BERT4Rec-VAE-Pytorch
BERT4Rec-VAE-Pytorch copied to clipboard
About the dataset preprocessing part. I think the index of items and users should start at 1 not 0
def densify_index(self, df):
print('Densifying index')
umap = {u: i for i, u in enumerate(set(df['uid']))}
smap = {s: i for i, s in enumerate(set(df['sid']))}
df['uid'] = df['uid'].map(umap)
df['sid'] = df['sid'].map(smap)
return df, umap, smap
Is the 'umap' and 'smap' both beginning with 0? If so, then it is the same index with the label when the token was masked.
I think so, too
Yes I agree since he set tokens = tokens = [0] * mask_len + tokens. 0 should be reserved for padding (1, num_items) for the item indexes and num_items + 1 for the CLOZE_MASK_TOKEN here: https://github.com/jaywonchung/BERT4Rec-VAE-Pytorch/blob/master/dataloaders/bert.py#L14
I am very sorry for the delayed response. I'm recently getting little free time to actively maintain this repository.

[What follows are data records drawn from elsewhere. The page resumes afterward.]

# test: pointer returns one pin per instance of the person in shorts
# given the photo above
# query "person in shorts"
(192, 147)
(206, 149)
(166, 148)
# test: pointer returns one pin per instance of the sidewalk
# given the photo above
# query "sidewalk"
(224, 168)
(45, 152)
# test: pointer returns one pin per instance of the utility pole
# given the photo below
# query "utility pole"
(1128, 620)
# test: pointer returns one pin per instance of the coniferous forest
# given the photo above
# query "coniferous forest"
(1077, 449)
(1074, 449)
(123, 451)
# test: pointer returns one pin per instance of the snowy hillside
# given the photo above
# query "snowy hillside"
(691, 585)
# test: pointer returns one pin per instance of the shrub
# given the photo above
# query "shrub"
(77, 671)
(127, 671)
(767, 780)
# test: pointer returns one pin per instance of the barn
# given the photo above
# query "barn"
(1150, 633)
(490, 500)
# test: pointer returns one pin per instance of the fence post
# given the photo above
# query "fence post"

Similar issues have arisen quite frequently, and a PR is welcome. Thanks.
Hi everyone, I am also using the code, and I too ran into this issue. It's been a while, but it doesn't seem to have been solved. I think the problem originates here: https://github.com/jaywonchung/BERT4Rec-VAE-Pytorch/blob/master/datasets/base.py#L134 You should put i+1 (in general, I would suggest doing the same with UserIDs). The problem is that, as far as I know, this variation affects most of the code. Does anyone have a simple solution or is it necessary to check all the code?
I agree, I think it's enough to generate smap from index 1, there is no need to modify umap
smap = {s: i+1 for i, s in enumerate(set(df['sid']))}